The source, supply and price of food is likely to change significantly. Policies to reduce the impact of climate change will have a profound impact on the food supply here and around the world. Food is particularly vulnerable to global warming. Droughts, storms, pestilence and the increasing cost of fuel are already taking a toll on the reliable supply of affordable food.
Food Chain explores the dimension of this looming problem, and our complex relationship with the food we eat and the food we drool over. In a stimulating lead essay Margaret Simons explores the complexity of the Murray Darling river crisis and its impact on the security of Australia's food bowl. This essay will provide a new framework to thinking about sustainable food production and contemporary policy debates on food security. Ranging from the farm to the fridge, this essay will change the way you think about what you put in your mouth.
The issue will range widely across the whole food chain from farm gate to supermarket shelves with a national and global perspective.
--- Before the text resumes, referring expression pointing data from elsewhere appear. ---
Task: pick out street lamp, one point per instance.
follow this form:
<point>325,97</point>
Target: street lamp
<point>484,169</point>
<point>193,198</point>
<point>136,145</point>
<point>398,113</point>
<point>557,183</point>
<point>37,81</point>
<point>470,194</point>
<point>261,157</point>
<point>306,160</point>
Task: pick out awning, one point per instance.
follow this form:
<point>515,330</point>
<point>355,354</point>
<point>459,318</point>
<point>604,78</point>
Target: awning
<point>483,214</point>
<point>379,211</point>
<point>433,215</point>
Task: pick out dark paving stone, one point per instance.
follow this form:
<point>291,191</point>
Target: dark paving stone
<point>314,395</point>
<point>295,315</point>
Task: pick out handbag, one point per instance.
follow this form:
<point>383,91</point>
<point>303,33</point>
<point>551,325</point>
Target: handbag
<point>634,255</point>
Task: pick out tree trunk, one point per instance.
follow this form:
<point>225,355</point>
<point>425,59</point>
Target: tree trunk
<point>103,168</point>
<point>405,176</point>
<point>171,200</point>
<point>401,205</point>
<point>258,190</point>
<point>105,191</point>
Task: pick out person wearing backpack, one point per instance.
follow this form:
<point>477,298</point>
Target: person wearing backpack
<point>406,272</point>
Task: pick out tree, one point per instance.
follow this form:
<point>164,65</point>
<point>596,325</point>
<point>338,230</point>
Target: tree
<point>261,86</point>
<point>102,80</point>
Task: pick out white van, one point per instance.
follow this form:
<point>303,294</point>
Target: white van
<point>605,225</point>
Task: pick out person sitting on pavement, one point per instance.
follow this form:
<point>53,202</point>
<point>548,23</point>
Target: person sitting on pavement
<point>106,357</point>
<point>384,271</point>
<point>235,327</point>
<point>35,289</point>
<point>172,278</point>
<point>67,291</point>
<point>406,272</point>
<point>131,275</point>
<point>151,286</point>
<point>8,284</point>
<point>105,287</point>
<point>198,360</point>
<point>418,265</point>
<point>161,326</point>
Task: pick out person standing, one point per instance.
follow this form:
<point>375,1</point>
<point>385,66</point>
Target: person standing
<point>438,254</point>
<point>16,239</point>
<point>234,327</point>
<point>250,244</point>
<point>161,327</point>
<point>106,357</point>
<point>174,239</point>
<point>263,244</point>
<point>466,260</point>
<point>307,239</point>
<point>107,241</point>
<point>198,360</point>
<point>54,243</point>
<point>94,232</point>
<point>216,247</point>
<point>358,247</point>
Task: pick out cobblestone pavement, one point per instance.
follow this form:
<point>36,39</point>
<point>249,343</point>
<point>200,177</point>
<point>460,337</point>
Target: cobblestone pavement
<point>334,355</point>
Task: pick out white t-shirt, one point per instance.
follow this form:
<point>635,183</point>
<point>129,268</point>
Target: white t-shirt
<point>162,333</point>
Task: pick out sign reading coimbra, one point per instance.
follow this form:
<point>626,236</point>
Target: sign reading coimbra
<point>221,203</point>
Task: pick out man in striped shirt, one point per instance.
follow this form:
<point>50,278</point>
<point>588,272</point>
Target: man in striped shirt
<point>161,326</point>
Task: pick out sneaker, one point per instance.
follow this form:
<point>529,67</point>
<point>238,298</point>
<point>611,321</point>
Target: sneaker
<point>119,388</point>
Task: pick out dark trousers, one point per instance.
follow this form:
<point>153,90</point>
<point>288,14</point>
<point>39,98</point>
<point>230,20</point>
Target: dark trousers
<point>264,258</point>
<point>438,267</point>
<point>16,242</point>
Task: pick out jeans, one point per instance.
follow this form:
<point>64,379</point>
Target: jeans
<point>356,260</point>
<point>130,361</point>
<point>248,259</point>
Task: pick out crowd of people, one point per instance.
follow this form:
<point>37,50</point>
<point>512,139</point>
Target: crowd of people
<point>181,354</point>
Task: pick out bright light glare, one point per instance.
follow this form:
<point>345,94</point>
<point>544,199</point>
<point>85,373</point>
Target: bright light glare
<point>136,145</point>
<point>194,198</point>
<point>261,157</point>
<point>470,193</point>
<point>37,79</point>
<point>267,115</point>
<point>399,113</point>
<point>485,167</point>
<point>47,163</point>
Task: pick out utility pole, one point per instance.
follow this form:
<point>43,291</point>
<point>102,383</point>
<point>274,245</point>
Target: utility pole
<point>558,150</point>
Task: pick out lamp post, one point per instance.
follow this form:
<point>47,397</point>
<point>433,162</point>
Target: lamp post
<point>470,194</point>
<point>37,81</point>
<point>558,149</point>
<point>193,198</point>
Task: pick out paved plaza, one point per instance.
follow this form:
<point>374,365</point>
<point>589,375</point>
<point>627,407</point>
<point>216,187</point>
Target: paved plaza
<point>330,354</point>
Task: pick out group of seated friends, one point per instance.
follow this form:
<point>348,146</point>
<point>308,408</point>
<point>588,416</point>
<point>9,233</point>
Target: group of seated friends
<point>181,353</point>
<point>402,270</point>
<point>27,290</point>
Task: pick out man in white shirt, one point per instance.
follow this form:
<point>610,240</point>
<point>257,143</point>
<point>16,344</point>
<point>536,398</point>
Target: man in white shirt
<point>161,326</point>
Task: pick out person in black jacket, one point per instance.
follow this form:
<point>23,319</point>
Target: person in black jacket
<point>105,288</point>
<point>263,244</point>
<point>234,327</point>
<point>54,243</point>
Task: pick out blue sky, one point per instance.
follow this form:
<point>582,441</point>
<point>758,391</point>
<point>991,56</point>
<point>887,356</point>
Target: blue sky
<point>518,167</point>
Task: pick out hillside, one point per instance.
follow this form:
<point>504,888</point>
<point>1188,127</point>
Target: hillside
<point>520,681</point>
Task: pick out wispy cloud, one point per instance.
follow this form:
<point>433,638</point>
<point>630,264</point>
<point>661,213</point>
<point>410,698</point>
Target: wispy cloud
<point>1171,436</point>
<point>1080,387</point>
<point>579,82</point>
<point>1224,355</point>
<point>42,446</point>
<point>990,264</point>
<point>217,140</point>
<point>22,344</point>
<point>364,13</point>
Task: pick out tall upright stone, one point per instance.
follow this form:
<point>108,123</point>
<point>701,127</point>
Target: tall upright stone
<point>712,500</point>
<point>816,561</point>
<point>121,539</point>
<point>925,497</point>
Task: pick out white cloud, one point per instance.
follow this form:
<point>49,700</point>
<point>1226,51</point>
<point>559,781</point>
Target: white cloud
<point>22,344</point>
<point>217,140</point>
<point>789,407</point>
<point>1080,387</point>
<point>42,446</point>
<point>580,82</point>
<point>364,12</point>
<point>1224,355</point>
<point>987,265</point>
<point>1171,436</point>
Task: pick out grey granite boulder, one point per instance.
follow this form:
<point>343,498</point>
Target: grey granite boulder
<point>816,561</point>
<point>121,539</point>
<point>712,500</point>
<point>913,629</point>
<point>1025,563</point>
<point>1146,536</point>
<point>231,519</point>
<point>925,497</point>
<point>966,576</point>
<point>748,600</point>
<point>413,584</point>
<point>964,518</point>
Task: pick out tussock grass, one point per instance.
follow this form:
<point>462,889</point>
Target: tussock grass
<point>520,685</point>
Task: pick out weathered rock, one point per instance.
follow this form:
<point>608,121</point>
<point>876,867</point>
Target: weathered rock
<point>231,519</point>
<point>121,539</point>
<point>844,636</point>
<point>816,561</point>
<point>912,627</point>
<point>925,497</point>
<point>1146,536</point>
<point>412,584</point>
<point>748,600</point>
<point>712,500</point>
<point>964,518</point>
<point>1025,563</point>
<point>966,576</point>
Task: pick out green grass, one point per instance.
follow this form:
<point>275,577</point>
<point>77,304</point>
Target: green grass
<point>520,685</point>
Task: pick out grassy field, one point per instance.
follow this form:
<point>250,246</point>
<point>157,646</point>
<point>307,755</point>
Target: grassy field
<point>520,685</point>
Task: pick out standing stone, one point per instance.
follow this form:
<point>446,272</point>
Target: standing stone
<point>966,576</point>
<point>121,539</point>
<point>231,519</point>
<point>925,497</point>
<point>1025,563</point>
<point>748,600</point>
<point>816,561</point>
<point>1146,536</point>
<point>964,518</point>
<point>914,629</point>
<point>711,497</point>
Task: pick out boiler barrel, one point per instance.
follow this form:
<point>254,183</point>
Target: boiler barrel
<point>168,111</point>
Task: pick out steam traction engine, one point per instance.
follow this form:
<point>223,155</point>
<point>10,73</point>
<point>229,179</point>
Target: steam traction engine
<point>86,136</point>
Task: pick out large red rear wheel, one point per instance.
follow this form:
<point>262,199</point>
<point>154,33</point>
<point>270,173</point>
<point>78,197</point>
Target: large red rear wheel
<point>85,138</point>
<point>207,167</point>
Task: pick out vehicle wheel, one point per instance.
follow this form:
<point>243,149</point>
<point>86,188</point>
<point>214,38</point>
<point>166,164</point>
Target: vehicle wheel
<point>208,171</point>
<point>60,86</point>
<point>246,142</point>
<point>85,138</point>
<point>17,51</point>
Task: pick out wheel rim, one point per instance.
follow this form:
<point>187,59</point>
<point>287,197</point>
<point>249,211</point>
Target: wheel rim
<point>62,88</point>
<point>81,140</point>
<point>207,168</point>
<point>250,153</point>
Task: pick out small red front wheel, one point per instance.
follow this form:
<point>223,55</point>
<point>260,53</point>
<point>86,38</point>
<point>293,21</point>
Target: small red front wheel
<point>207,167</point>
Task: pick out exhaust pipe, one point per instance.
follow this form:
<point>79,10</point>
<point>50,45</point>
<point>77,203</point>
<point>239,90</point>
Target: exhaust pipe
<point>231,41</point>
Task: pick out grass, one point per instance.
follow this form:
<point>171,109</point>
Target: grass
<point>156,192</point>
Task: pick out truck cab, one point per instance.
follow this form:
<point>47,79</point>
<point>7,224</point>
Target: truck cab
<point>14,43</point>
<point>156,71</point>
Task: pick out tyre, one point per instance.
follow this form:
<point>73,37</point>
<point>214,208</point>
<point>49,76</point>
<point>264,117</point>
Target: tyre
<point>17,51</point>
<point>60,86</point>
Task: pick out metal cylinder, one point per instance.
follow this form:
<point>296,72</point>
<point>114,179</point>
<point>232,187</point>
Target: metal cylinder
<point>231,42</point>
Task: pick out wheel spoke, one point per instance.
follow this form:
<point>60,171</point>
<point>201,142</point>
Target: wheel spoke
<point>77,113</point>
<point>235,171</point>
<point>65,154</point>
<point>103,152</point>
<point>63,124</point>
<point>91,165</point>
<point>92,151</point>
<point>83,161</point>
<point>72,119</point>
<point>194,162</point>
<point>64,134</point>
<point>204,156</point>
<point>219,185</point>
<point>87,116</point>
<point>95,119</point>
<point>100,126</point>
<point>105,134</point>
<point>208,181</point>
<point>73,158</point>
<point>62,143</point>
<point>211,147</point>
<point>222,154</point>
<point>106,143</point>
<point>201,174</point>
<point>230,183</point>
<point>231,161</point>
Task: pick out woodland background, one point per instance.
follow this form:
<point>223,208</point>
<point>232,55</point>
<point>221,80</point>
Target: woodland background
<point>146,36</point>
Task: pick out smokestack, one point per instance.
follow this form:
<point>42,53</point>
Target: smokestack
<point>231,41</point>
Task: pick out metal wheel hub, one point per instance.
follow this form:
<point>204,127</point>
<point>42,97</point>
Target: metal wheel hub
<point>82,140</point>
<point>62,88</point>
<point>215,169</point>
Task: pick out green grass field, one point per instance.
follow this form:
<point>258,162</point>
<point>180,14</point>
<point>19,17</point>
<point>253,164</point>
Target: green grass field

It will bring the abstract discussion of global warming to the dinner table and bring it to life with new urgency and immediacy.
This issue promises to be an agenda setting contribution to the most urgent discussion in Australia at the beginning of 2010: what is to be done about climate change and how it will affect us all. It will feature many of the best food writers and thinkers about sustainability, agriculture and the social and cultural importance of food, with fresh, challenging and engaging perspectives.